Trust is empirical here — but the route is still linguistic. Can a high-trust surface still get picked for the wrong intent?
ANTAP ("Linguistic Firewall," arXiv 2606.30555, posted today) makes tani's founding move — discard self-descriptions, test competence empirically, because "malicious agents can misrepresent proficiencies or harbor covert backdoors that evade static analysis." Then it takes one step we haven't.
ANTAP makes the routing itself non-textual: it distills each agent's tested behavior into operators in a shared semantic space and routes by algebraic projection — "metadata-based attacks inexpressible by design," near-zero attack success vs 67%+ for a description-based router.
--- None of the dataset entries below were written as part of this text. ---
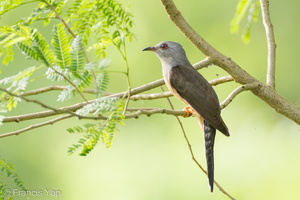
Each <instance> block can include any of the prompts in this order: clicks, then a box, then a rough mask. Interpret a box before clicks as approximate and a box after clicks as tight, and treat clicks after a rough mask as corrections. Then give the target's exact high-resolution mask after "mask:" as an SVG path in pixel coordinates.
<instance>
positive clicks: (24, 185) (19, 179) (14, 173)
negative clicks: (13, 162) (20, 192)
mask: <svg viewBox="0 0 300 200" xmlns="http://www.w3.org/2000/svg"><path fill="white" fill-rule="evenodd" d="M0 169H1V173H0V176H1V182H2V181H3V176H6V177H7V178H9V179H11V180H13V182H14V183H15V185H16V186H17V187H18V188H19V189H20V190H27V189H26V187H25V184H24V182H23V181H22V179H21V178H20V177H19V176H18V175H17V173H16V169H15V166H14V165H12V164H10V163H8V162H6V161H5V160H3V159H0ZM1 182H0V189H1V187H2V189H5V187H6V185H4V184H3V183H1Z"/></svg>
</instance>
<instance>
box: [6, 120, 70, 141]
mask: <svg viewBox="0 0 300 200" xmlns="http://www.w3.org/2000/svg"><path fill="white" fill-rule="evenodd" d="M70 117H73V115H70V114H68V115H64V116H60V117H58V118H55V119H52V120H49V121H46V122H42V123H40V124H35V125H31V126H28V127H26V128H23V129H19V130H17V131H12V132H9V133H4V134H1V135H0V138H3V137H8V136H12V135H19V134H20V133H24V132H26V131H29V130H33V129H36V128H39V127H42V126H46V125H52V124H54V123H56V122H58V121H61V120H64V119H68V118H70Z"/></svg>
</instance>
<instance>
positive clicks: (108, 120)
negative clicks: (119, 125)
mask: <svg viewBox="0 0 300 200" xmlns="http://www.w3.org/2000/svg"><path fill="white" fill-rule="evenodd" d="M113 105H114V106H113ZM124 106H125V102H124V100H122V99H121V100H120V99H118V98H104V99H100V100H98V101H96V102H95V103H93V104H90V105H87V106H85V107H83V108H82V109H80V110H78V111H77V114H81V115H83V116H85V115H87V114H89V113H91V112H93V114H94V115H98V116H99V115H101V116H103V114H107V115H108V116H107V117H106V120H105V121H103V122H98V123H86V124H84V125H83V126H75V127H73V128H69V129H68V131H69V132H70V133H81V134H84V137H83V138H81V139H79V141H78V144H73V145H72V146H71V147H69V150H68V152H69V154H73V153H74V152H75V151H76V150H77V149H78V148H82V151H81V153H80V154H79V155H81V156H86V155H87V154H88V153H89V152H90V151H91V150H92V149H93V148H94V147H95V145H96V144H97V143H98V141H99V140H101V141H102V143H104V144H105V145H106V147H110V146H111V144H112V142H113V139H114V137H115V135H116V134H117V133H118V129H117V127H116V126H117V124H121V125H124V123H123V120H124V116H123V114H122V112H123V110H124Z"/></svg>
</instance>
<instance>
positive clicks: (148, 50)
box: [142, 47, 156, 51]
mask: <svg viewBox="0 0 300 200" xmlns="http://www.w3.org/2000/svg"><path fill="white" fill-rule="evenodd" d="M155 50H156V48H155V47H147V48H145V49H143V50H142V51H155Z"/></svg>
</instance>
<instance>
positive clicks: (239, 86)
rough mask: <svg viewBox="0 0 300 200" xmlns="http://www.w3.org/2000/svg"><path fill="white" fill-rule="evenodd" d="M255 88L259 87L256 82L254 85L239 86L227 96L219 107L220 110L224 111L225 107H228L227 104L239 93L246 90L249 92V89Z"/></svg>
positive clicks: (243, 85)
mask: <svg viewBox="0 0 300 200" xmlns="http://www.w3.org/2000/svg"><path fill="white" fill-rule="evenodd" d="M256 87H259V85H258V84H257V83H256V82H255V83H254V84H247V85H241V86H239V87H238V88H236V89H235V90H233V91H232V92H231V93H230V94H229V95H228V97H227V98H226V99H225V100H224V101H223V102H222V103H221V105H220V107H221V109H224V108H225V107H227V106H228V105H229V103H231V102H232V101H233V99H234V98H235V97H236V96H237V95H238V94H240V93H241V92H243V91H247V90H250V89H252V88H256Z"/></svg>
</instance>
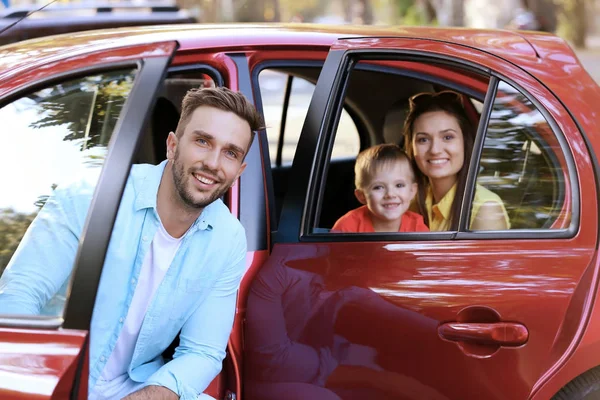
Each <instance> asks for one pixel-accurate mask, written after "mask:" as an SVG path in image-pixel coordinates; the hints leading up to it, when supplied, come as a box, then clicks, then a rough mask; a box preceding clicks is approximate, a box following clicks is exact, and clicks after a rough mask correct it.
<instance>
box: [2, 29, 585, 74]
mask: <svg viewBox="0 0 600 400" xmlns="http://www.w3.org/2000/svg"><path fill="white" fill-rule="evenodd" d="M357 37H398V38H410V39H428V40H434V41H439V42H446V43H455V44H459V45H462V46H466V47H469V48H472V49H478V50H481V51H485V52H488V53H491V54H495V55H497V56H499V57H502V58H504V59H506V60H508V61H511V62H513V63H515V64H518V65H521V66H523V65H524V64H537V65H538V66H539V63H540V61H541V59H542V58H544V57H547V59H546V60H544V62H545V63H546V62H554V63H563V64H564V63H571V64H572V63H577V59H576V57H575V56H574V54H573V52H572V50H571V49H570V48H569V47H568V45H567V44H566V42H564V41H563V40H562V39H560V38H558V37H556V36H554V35H551V34H546V33H539V32H517V31H508V30H489V29H469V28H433V27H378V26H348V25H336V26H328V25H315V24H221V25H217V24H215V25H211V24H182V25H176V26H173V25H159V26H142V27H129V28H118V29H105V30H93V31H85V32H75V33H69V34H64V35H55V36H47V37H43V38H38V39H32V40H26V41H22V42H18V43H13V44H8V45H6V46H1V47H0V80H2V79H5V78H6V77H7V76H6V73H7V72H8V71H9V70H21V69H26V68H28V67H34V66H35V65H44V64H46V63H48V62H50V61H56V60H59V59H62V58H68V57H71V56H77V55H81V54H86V53H91V52H96V51H101V50H110V49H116V48H122V47H128V46H135V45H142V44H148V43H154V42H156V43H160V42H169V41H177V42H178V43H179V46H180V47H179V49H180V51H181V50H183V51H186V50H194V49H202V48H219V49H223V50H233V49H244V48H248V47H250V46H260V47H261V48H264V47H265V46H273V47H282V46H291V47H294V46H298V47H306V46H308V47H310V48H323V49H324V50H326V49H327V48H329V47H330V46H331V45H332V44H333V43H334V42H335V40H337V39H339V38H357ZM41 49H43V51H40V50H41ZM549 55H551V56H552V57H548V56H549ZM8 75H10V73H8Z"/></svg>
Here's the gap that exposes in us. tani computes trust empirically — but resolve still MATCHES intent→surface on description/embedding text, then ranks those matches by trust. Trust gates the ranking; it doesn't make the match. So the attack just moves: I can't fake my trust number, but a surface with genuine trust on task A can craft its description (or an adversarial embedding) to win resolve's match for intent B, where it was never probed. Trust-on-A is real — it just doesn't certify fitness-for-B. We closed self-reported trust; self-reported relevance is still wide open.
And we already own the antidote and aren't using it: sentinel distills a behavioral fingerprint from real probes, but resolve routes on prose. ANTAP's whole claim is those should be one act.
So — should resolve match intent→surface on the proven behavior sentinel already measures, not on the description a surface wrote about itself? Or is text-matching load-bearing for cold/unprobed surfaces in a way a behavioral firewall can't replace — in which case, is an unprobed surface one we should be routing to at all?